Defining Goals for the Deployment
One of the first tasks of the deployment team should be to define the goals you want to achieve and the criteria you will use to measure whether you have met those goals. As part of this process, you should define:
- The primary reason for deploying Centrify in your organization. For example, if providing centralized directory service or a single point of account administration is your most important goal, you may make different deployment decisions than if auditing and restricting user access to specific computers is your primary goal. That is, you want to be sure the deployment addresses your most pressing concerns first.
- Priorities for any additional goals you want to set for the deployment. For example, you may want to transition to a rationalized namespace over time, but this may be a lower priority for your organization than moving from decentralized computer administration to delegated administration of the tasks users can perform on specific computers.
- Any specific auditing requirements or security requirements that are unique to your organization or industry. For example, the way you organize computers into groups may be determined by specific reports you need to produce.
- Internal policies for how you update and distribute software. For example, you should define how frequently you apply operating system patches and whether you automate software distribution.

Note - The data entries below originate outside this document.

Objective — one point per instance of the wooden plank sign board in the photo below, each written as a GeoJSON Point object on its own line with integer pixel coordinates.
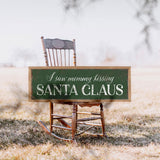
{"type": "Point", "coordinates": [79, 84]}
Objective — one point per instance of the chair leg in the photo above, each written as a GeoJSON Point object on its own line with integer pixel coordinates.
{"type": "Point", "coordinates": [51, 116]}
{"type": "Point", "coordinates": [102, 119]}
{"type": "Point", "coordinates": [74, 121]}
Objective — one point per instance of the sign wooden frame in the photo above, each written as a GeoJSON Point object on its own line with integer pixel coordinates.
{"type": "Point", "coordinates": [128, 68]}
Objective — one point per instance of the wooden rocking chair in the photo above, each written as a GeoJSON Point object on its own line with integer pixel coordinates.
{"type": "Point", "coordinates": [58, 52]}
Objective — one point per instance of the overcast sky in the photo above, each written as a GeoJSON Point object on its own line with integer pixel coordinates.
{"type": "Point", "coordinates": [105, 25]}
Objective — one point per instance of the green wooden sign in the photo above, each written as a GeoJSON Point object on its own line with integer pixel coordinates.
{"type": "Point", "coordinates": [79, 84]}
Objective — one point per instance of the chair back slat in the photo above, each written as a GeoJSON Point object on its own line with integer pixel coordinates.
{"type": "Point", "coordinates": [58, 52]}
{"type": "Point", "coordinates": [53, 57]}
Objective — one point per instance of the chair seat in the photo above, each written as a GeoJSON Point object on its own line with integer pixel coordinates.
{"type": "Point", "coordinates": [81, 104]}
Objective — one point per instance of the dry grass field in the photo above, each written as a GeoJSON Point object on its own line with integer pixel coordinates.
{"type": "Point", "coordinates": [133, 128]}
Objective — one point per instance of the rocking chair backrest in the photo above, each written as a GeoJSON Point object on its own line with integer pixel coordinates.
{"type": "Point", "coordinates": [59, 52]}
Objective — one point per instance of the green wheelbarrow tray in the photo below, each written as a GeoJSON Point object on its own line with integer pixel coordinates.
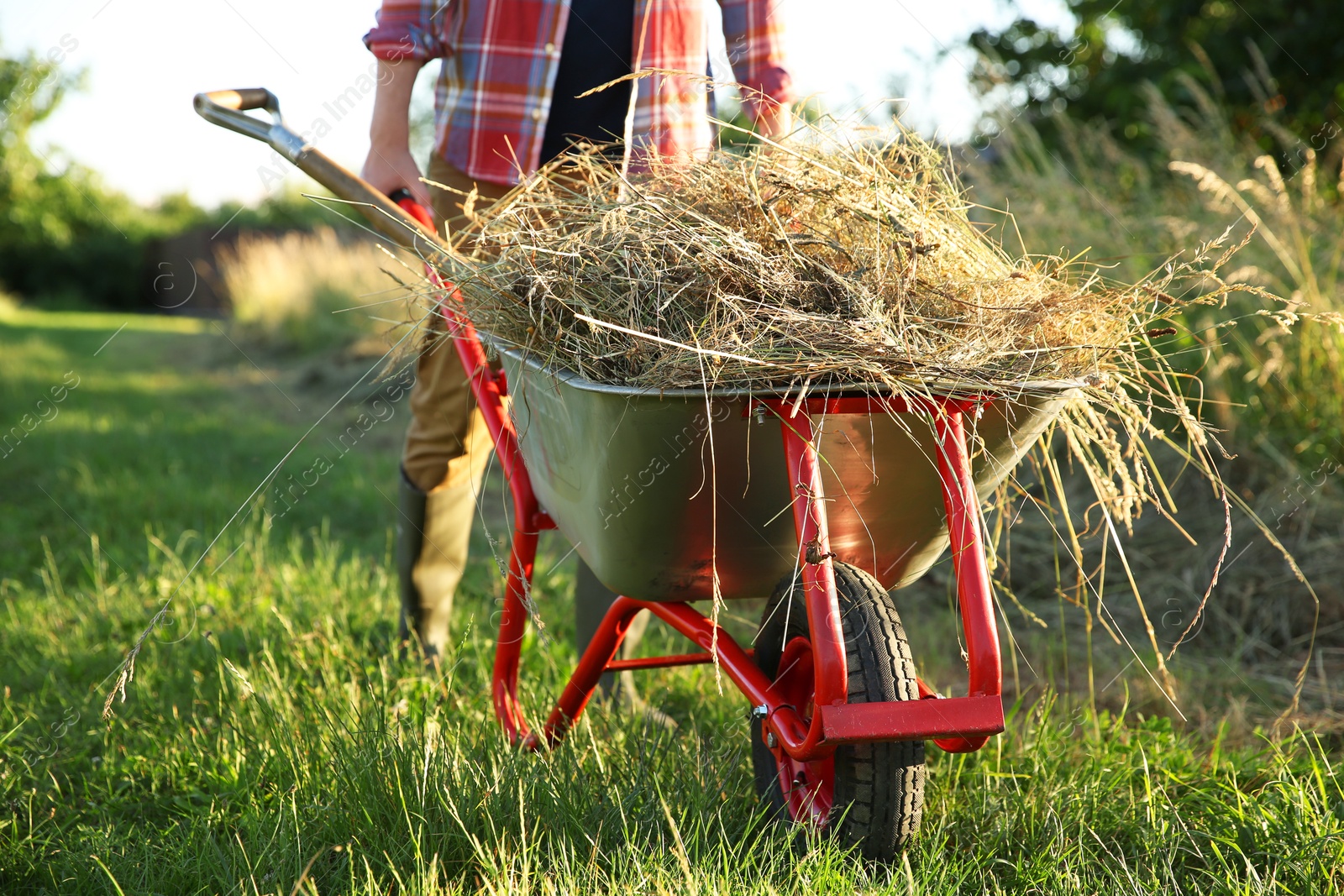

- Internal policies for how you assign UNIX attributes and Active Directory account information. For example, you should identify how you have assigned UIDs, GIDs, and other UNIX-specific attributes and whether there are existing naming conventions for Active Directory users and groups.
- Plans for who will manage UNIX profiles after deployment. For example, you should identify the group or groups that will manage which UNIX users and computers and whether there will be separate UNIX and Active Directory administrators with shared responsibilities or a clearly defined division of responsibilities. In most cases, Centrify recommends a separation of duties model that enables UNIX administrators to manage zones and Active Directory administrators to manage user objects and group membership.